Volume 2, Number 1, Winter, 1984

1984 Continued

1984

By George Orwell

Reviewed by Victoria Varga
January, 1984

It is now 1984, the year George Orwell used, rather whimsically, to title one of the most well-known novels of the century. While seminars and editorials across the Western world muddle over whether or not we are living in Orwell's nightmares, an essential point is usually missed. Orwell, who distrusted political forecasters, wrote 1984 as a warning, not as a prediction, and his warning not only continues to be heard but, as Anthony Burgess says in a recent issue of The New York Times Book Review, this "mere novel" has for 35 years been "scaring the pants off us all."

Those who reread the book this year—and there are many since it is currently number one on the paperback bestseller lists—will be impressed again with the clarity of Orwell's vision. More, one would hope that renewed interest would inspire a rethinking of political (or antipolitical) goals.

Besides the terrifying story of Winston Smith—a middle-aged and unlikely hero but a hero just the same—one finds an unsurpassed understanding of the least noble parts of human nature, especially the ends of totalitarianism. Most thought-provoking are several passages that Winston Smith reads from a volume called "the book," supposedly written by anti-party revolutionaries to preserve the political history obliterated by the Ministry of Truth. A few quotes will have to be sufficient:

"But in each variant of Socialism that appeared from about 1900 onwards the aim of establishing liberty and equality was more and more openly abandoned. The new movements… had the conscious aim of perpetuating unfreedom and inequality … the purpose of all of them was to arrest progress and freeze history at a chosen moment."
"It had long been realized that the only secure basis for oligarchy is collectivism. Wealth and privilege are most easily defended when they are possessed jointly … the result, foreseen and intended beforehand, [is] that economic inequality has been made permanent."
"The German Nazis and the Russian Communists came very close to us in their methods, but they never had the courage to recognize their own motives. They pretended, perhaps they even believed, that they had seized power unwillingly and for a limited time and that just round the corner there lay a paradise where human beings would be free and equal. We are not like that. We know that no one ever seizes power with the intention of relinquishing it. Power is not a means; it is an end. One does not establish a dictatorship in order to safeguard a revolution; one makes the revolution in order to safeguard the dictatorship."

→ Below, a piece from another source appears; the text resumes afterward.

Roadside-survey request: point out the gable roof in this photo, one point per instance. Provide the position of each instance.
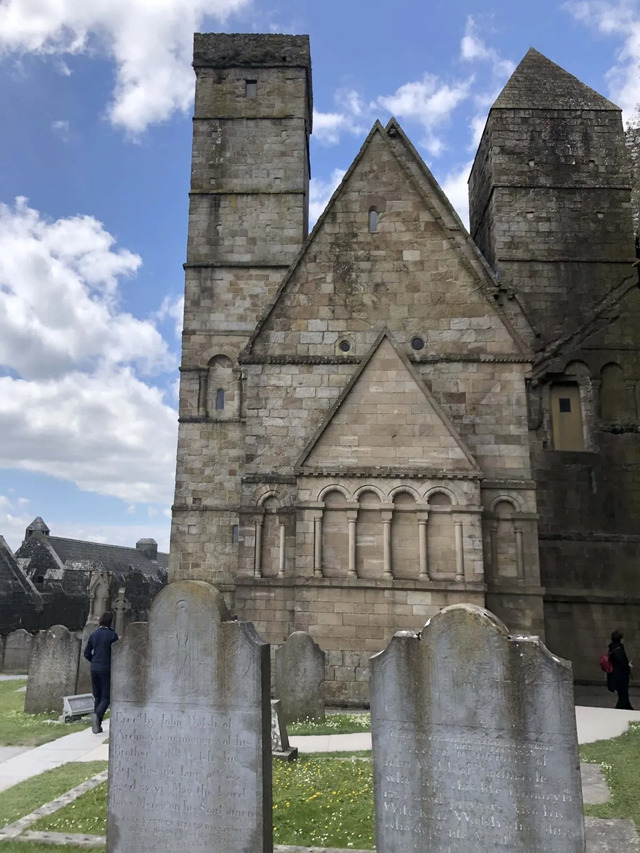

Amazing words, one might say, from a man who proclaimed himself a socialist. But Orwell's intelligence was too penetrating and his search for truth was too honest for him to ignore the horrible march of totalitarianism occuring as he wrote this book. If nothing else, he was disgusted with his fellow socialists states Richard J. Voorhees in his book, The Paradox of George Orwell, who he thought "likely to be eccentrics who wanted to impose their peculiar tastes and way of life on everyone else." Orwell's indelible nightmare—a place where every movement is watched, every spoken word, even in sleep is scrutinized—is that desire taken to the extreme.

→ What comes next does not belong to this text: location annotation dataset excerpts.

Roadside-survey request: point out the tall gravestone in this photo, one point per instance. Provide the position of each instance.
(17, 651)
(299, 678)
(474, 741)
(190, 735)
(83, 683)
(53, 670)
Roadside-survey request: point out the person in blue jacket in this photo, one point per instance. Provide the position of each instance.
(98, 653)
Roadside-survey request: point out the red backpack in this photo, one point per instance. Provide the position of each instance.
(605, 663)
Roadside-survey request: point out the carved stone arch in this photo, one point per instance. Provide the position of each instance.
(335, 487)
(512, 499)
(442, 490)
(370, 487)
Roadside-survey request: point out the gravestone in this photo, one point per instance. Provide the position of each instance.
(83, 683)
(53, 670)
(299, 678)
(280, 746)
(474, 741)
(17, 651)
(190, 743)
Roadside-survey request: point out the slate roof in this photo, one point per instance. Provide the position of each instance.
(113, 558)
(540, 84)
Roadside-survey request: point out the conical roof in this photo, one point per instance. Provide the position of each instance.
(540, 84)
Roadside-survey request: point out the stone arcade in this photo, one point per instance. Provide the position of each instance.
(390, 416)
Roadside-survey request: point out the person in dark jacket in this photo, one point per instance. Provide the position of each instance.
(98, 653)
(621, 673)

That Winston Smith retains a scrap of dignity and courage is remarkable. That be holds onto his faith in reason and a reality external to the opinions of the Party, refusing to believe that the four fingers held up in front of his eyes are five as his torturers insist, is both believable and heartening. When his spirit is crushed in the end, that tragedy does more than warn us of the brutality and hopelessness of life under any totalitarian system. It clearly shows that to be truly effective, such a system is forced to kill what is human in its subjects, and also that humanity is only possible to the degree that people are free.